Early Intervention Foundation publishes annual analysis

The cost of picking up the pieces from damaging social problems affecting children, young people and families such as domestic violence, mental health, child abuse and neglect, unemployment and youth crime remains almost £17 billion a year, new research shows.

The headline figure, equivalent to £287 per person in England and Wales, remains stubbornly around the level found last year although the cost breakdown has changed, according to new analysis by the Early Intervention Foundation (EIF) charity.

Particularly worrying, says EIF, is the estimated £5.2 billion associated with cases of domestic violence and abuse, a figure up from £4 billion in the last year because of a 6 per cent increase in recorded cases.

More positively, the reduction in expenditure on benefits for 18 to 24-year-olds from £3.7 billion down to £2.6 billion – due to fewer numbers of young people not in education, employment or training (NEETs) – is welcome.

EIF says that this analysis only counts the immediate annual costs of acute services and benefits. It does not capture the longer-term or wider social costs of intervening later rather than earlier, which can last a lifetime or even across generations.

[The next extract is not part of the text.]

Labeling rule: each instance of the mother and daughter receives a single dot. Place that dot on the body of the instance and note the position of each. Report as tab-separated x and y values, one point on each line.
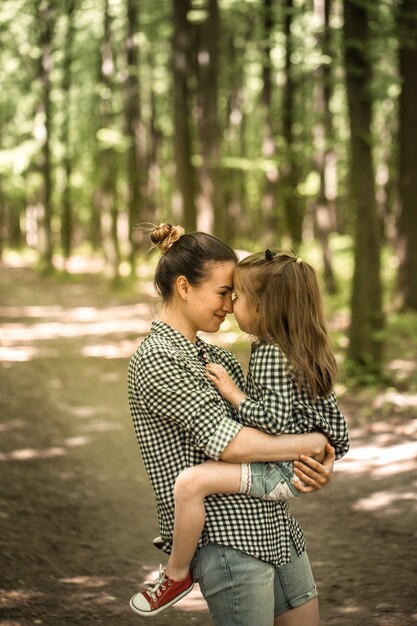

The new EIF analysis shows local government are having to pick up the largest share of the national late intervention spend (£6.4 billion), followed by the NHS with £3.7 billion and DWP with welfare costs of £2.7 billion.
The cost per person of late intervention varies significantly across local authorities in England – from as low as £164 to as high as £531. This variation is linked to the level of local deprivation, with areas and regions that are more deprived generally having higher levels of late intervention spend per person.